Local Runtime Option
docker network create flink-net
docker run -d --name jobmanager \
--network flink-net \
-p 8081:8081 \
-e JOB_MANAGER_RPC_ADDRESS=jobmanager \
flink:2.2 jobmanager
docker run -d --name taskmanager \
--network flink-net \
-e JOB_MANAGER_RPC_ADDRESS=jobmanager \
flink:2.2 taskmanager
This is the quickest way to get a local Flink runtime without pretending the cluster side does not exist.
What To Build First
- Start with one small streaming job that reads a source, applies stateful logic, and emits a sink.
- Keep the model logic replaceable so you can compare native Python execution with a service boundary later.
- Prove local packaging, dependency shipping, and replay behavior before chasing throughput.
First Job Command
python flink_jobs/job.py
# once you move to a real cluster, keep dependency shipping explicit
# and treat Python files / requirements / connector JARs as part of the job
The dependency-management docs matter early because PyFlink becomes operationally confusing exactly when teams treat packaging as an afterthought.
What The Archetype Should Prove
- A small DataStream job can run locally without magical hidden state.

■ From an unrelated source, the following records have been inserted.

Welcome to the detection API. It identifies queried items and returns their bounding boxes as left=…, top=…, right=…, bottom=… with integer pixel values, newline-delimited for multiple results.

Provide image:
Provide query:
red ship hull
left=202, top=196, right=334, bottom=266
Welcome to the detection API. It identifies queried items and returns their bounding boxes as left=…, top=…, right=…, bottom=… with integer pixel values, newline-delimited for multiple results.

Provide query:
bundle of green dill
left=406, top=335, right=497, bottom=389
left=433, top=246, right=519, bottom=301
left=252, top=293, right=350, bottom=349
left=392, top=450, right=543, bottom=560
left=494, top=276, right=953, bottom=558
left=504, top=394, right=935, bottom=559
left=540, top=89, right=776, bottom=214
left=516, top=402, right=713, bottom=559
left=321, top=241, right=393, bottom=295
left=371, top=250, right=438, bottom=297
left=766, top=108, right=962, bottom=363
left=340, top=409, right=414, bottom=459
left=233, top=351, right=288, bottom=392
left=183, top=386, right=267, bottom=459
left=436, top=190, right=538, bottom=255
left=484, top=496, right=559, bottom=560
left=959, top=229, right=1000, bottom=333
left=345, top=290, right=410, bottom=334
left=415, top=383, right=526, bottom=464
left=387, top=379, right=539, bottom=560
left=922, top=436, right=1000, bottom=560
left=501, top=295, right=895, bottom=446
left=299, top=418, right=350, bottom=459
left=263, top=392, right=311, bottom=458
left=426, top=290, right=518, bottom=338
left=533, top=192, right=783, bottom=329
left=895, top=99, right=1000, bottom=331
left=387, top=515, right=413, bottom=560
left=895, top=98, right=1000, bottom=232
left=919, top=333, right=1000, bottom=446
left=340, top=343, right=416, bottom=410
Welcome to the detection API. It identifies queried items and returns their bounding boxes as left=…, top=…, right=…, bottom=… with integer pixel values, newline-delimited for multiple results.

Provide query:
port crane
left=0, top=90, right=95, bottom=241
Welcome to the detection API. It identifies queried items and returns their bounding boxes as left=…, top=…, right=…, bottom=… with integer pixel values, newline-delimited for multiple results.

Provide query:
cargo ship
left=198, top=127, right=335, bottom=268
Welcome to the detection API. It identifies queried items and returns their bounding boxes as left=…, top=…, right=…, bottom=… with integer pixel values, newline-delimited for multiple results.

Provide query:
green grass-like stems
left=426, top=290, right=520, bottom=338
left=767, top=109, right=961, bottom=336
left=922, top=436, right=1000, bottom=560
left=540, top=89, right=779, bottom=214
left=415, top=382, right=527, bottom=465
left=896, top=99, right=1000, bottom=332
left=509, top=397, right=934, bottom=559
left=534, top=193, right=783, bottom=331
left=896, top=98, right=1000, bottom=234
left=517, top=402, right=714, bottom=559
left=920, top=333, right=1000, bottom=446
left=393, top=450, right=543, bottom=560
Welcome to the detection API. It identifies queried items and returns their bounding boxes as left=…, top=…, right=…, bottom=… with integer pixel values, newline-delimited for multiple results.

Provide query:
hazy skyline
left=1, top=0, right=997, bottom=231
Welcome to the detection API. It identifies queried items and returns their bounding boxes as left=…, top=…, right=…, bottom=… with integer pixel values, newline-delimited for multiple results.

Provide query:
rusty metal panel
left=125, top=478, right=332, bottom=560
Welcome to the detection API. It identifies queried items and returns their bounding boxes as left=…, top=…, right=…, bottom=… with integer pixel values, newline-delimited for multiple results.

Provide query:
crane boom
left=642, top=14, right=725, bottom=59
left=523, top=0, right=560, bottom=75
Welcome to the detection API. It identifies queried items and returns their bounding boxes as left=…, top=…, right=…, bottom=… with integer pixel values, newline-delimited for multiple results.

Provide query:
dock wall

- Python dependencies are explicit and can be shipped deliberately.
- Connector JARs are treated as runtime dependencies, not forgotten later.
- The model logic can stay native Python at first, but the boundary can still be changed later.
Agent Prompt
Use the pyflink article as context and create a minimal PyFlink starter project.
Requirements:
- Python-first project layout
- one small DataStream job
- local runnable setup
- clear dependency management
- one testable transform module
- notes on where Java/JAR dependencies still enter the picture
- include a Docker-based local runtime option
- include a README with exact commands
- include one path for native Python model logic and one note on how to swap to a service boundary later
Do not optimize for scale yet.
Optimize for clarity, packaging sanity, and understanding the runtime boundary.
Useful Tooling
- Python venv to keep the client-side environment isolated.
- Docker to make the cluster side visible early instead of delaying it.
- PyCharm / IntelliJ plus the official PyFlink debugging flow if you want local or remote Python UDF debugging.
- Kafka only when your first example actually needs it; otherwise start with a smaller source/sink path and add connector JARs later.